I do know that I was shunned. Even though I continued to attend church, I sat alone in the long pew. I ate in silence, my throat constricting so that the food swelled in my mouth and I spat it into my napkin, afraid that if they saw my plate still full they might find more proof of my evil: demons feed not on flesh but on the spirit. Sleep became my only comfort. By some mercy I did not dream and welcomed the impenetrable darkness, feeling the water close over my head as though I were tied to a stone. And it is this I remember most: the sense of being anchored yet drifting languorously, like one drowned and made to love her own death.
The remaining days of the summer between my eighth-and ninth-grade years come to me in memory like smoke from a distant fire. Someone must have told me what day my parents would arrive to pick me up, and I awoke that morning, made my bed, packed my few belongings in a bag, then sat before my window and waited until Sister Lang called me downstairs.
I moved with my eyes down. I didn’t think, didn’t remember. What was in front of me commanded my full attention: dicing onions, grating cheese. Only when the car pulled into the driveway did I look up.
I greeted my parents kindly, as though they were old friends instead of blood kin. The dinner was served outside—a casserole and salad, a plain hamburger patty for my father—laid out on a cheerful, red-checked tablecloth. I ate and nodded in quiet agreement: Yes, the weather was good, the church was growing. No comment was directed toward me, no questions were asked. I had only to remain upright and silent not to shatter.
What my parents saw before them was a girl, modest and willing to acquiesce, a girl who bowed her head and said grace when asked. Were they stunned into the same state of unreality in which I found myself? Could this girl really be their daughter, the angry and spiteful child they hadn’t seen for months? Changes so dramatic and seemingly sudden can hardly be reconciled except in retrospect, and all that is left to ground us are the expected and familiar motions of the present: the salt must be passed, the ice cream served, the coffee perked.

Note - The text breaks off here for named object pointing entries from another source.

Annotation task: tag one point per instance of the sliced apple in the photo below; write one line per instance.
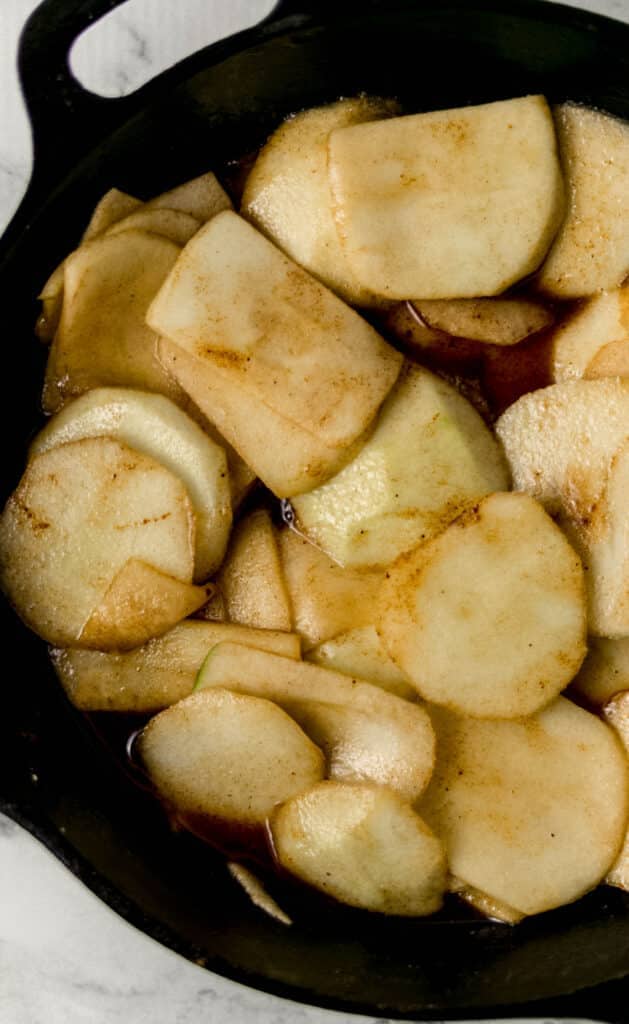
(591, 340)
(363, 846)
(428, 458)
(255, 431)
(326, 599)
(81, 511)
(361, 652)
(591, 252)
(101, 338)
(534, 811)
(287, 195)
(173, 224)
(604, 672)
(489, 619)
(388, 740)
(218, 757)
(152, 424)
(161, 672)
(495, 322)
(451, 204)
(251, 580)
(617, 714)
(289, 341)
(201, 198)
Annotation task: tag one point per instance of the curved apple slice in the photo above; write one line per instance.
(154, 425)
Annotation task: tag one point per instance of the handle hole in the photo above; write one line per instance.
(141, 38)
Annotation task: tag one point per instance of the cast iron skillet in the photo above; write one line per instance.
(54, 777)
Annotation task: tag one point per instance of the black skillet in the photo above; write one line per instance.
(55, 777)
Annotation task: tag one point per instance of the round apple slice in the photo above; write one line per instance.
(489, 619)
(154, 425)
(81, 512)
(221, 757)
(364, 846)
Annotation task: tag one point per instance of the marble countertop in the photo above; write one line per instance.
(66, 957)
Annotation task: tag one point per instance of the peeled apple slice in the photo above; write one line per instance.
(219, 757)
(152, 424)
(251, 580)
(533, 812)
(617, 714)
(80, 512)
(489, 619)
(388, 740)
(363, 846)
(591, 251)
(287, 340)
(428, 458)
(451, 204)
(287, 195)
(101, 339)
(326, 599)
(161, 672)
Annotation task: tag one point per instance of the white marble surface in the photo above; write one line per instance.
(66, 957)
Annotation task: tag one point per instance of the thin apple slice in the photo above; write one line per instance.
(140, 603)
(593, 341)
(152, 424)
(387, 739)
(81, 511)
(451, 204)
(101, 338)
(361, 652)
(287, 195)
(534, 811)
(489, 619)
(251, 580)
(288, 341)
(220, 758)
(161, 672)
(428, 458)
(363, 846)
(616, 713)
(326, 599)
(173, 224)
(255, 431)
(604, 672)
(492, 322)
(201, 198)
(591, 251)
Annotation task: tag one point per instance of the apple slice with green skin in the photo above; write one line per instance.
(161, 672)
(387, 739)
(361, 652)
(154, 425)
(223, 761)
(287, 195)
(616, 713)
(255, 431)
(489, 619)
(429, 457)
(604, 672)
(593, 340)
(363, 846)
(491, 322)
(591, 251)
(81, 511)
(326, 599)
(287, 340)
(451, 204)
(101, 339)
(533, 811)
(251, 580)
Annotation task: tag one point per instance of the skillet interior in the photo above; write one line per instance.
(53, 776)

After the dishes were washed, I gathered my things and climbed into the backseat. We pulled away from the church, my family and I. The Langs were waving, and in the sharp light of August, I could see Luke’s face, in his eyes nothing I recognized as regret or desire.
My brother was asleep almost immediately. His head rolled and nodded against the window until I pulled him gently down and pillowed his head in my lap. I had not seen the fields since late spring, and their golden color infused with the pink glow of twilight soothed me.
Nothing was spoken as the car glided silently across the prairie, its shadow growing and shrinking, absurdly deformed, finally swallowed by the earth’s umbra. It was then that I felt it well up, the panic and overwhelming pain, and I began without reason to tell it, from the end back to its beginning, as though in the unraveling I might find the cause, the one offending stitch.
The road passed evenly beneath us. Nothing broke the rhythm of my story, no one questioned or interrupted. When it was done, I leaned back exhausted, not caring what they understood or what they doubted. I had spoken it, had brought it into the world, had made it real. In the rearview mirror I saw the small ruby glow of my father’s cigarette, brighter as he inhaled, then fading. Nearly dreaming, I heard the only words he would ever speak of that summer. He said, “I was afraid something like this might happen.” In his words I found comfort and I slept.